Sen. Bill Cassidy (Louisiana) was one of seven Republican senators who voted to convict President Donald Trump in his impeachment trial for his role in fomenting the Jan. 6, 2021, attack on the Capitol.
On Saturday it could cost him his seat.
Cassidy is up for reelection for the first time since his impeachment trial vote. He faces two primary challengers: Rep. Julia Letlow, whom Trump has endorsed, and John Fleming, the state treasurer, who has cast himself as the true conservative in the race. The top two candidates will advance to a runoff if no one wins a majority of the vote in Saturday’s primary.
The primary is the latest test of Trump’s power to take revenge on Republicans who defy him. Five Republican state senators in Indiana who had bucked the president by refusing to redraw the state’s congressional districts lost primaries this month to Trump-backed challengers, demonstrating the danger that Cassidy is facing.
Cassidy, the chairman of the Senate Health Committee, would be the first sitting senator to lose a primary since 2017. His campaign and an allied super PAC, Louisiana Freedom Fund, have spent nearly $22 million on ads, according to the tracking firm AdImpact — more than Letlow, Fleming and their allies combined.
Letlow has reminded voters relentlessly in ads that she is the only candidate Trump has endorsed — but she has not cleared the field. Roger F. Villere Jr., a Republican National Committee member and a former state party chair who has not endorsed in the race, said some Republican voters “still don’t have the comfort level in Letlow that you would think they’d have with Trump’s endorsement.”
“I really think any of the three could be in the runoff and any of the three could win the race,” Villere said.
Fleming, a former congressman who went on to serve as White House deputy chief of staff during Trump’s first term, has cast his record as more conservative than Letlow’s or Cassidy’s. He has become enough of a threat that a super PAC supporting Letlow has run ads criticizing him.
Saturday’s primary is the first that Louisiana is holding since a new state law took effect instituting separate Democratic and Republican primaries in congressional elections. The state previously used a “jungle primary” system in which all candidates appeared on the same ballot regardless of party, followed by a runoff between the top two finishers if none of them won a majority of the vote.
The new system allows unaffiliated voters to vote in either primary. Cassidy estimated that such “no party” voters could make up as much as a quarter of Republican primary voters — but he said that his campaign was hearing from voters bewildered by the new system and that he feared they would be disenfranchised.
“People are calling my office to say they tried to vote for me but they could not,” Cassidy told reporters Friday.

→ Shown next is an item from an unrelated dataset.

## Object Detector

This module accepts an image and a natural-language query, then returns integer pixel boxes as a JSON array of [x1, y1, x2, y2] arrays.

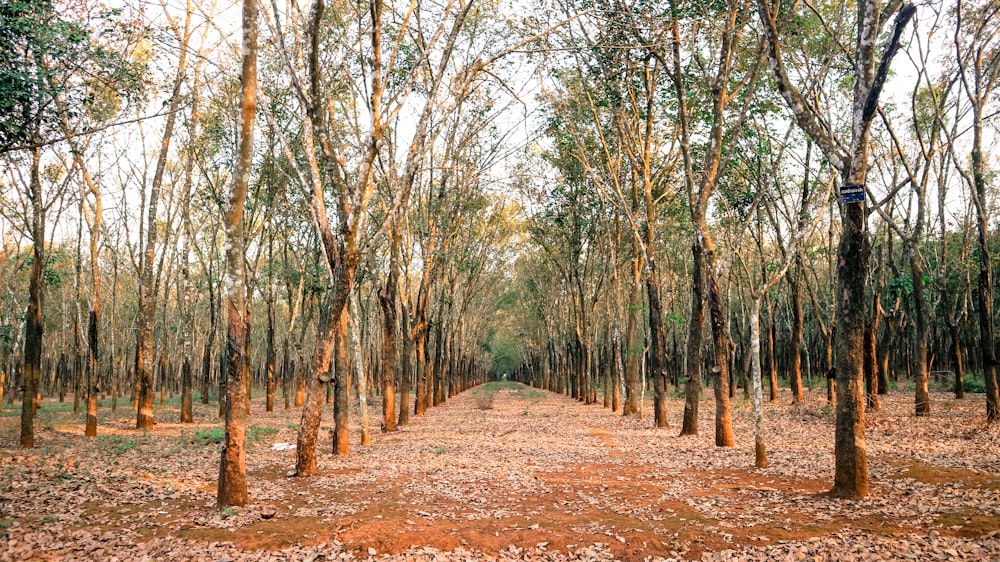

Trey Williams, a spokesman for the Louisiana secretary of state’s office, said the office had conducted an extensive campaign to educate the public about the new system and train poll workers. The Letlow and Fleming campaigns said they had not heard of their supporters experiencing similar problems.
“The guidelines have been clearly communicated, and we fully trust election officials across the state to ensure voters understand what’s required under Louisiana’s closed primary system,” Katherine Thordahl, a Letlow campaign spokeswoman, said in a statement.
Trump was acquitted in his 2021 impeachment trial after the Senate voted 57-43 to convict him, falling short of the two-thirds threshold needed. Just three of the seven Republicans who voted to convict remain in the Senate: Lisa Murkowski (Alaska), who fought off a primary challenge in 2022; Susan Collins (Maine); and Cassidy.
Unlike Collins or Murkowski, Cassidy has rarely bucked Trump since he returned to the White House. Cassidy even voted to confirm Health Secretary Robert F. Kennedy Jr. last year despite concerns about Kennedy’s criticisms of vaccines — a deeply personal issue to the senator, a physician who has described watching patients die of diseases that vaccines can prevent.
While Cassidy has avoided antagonizing Trump, he has not disavowed his vote to convict him. Instead, he has tried to persuade Republican voters to overlook it, campaigning on his record delivering for one of the poorest states in the country.
“If you want somebody who works well with President Trump, you vote for Bill Cassidy,” Cassidy said last week in an interview in Baton Rouge. “He may not like me, but he had signed into law four bills that I either wrote or negotiated in the last four months.”
But Letlow said it was clear Republicans in the state have not forgiven Cassidy.
“Even to this day, six years later, they’re still talking about it,” she said last week in an interview in Madisonville. “They’re still just as angry and feel like he wavered and turned his back on something that was very important to them.”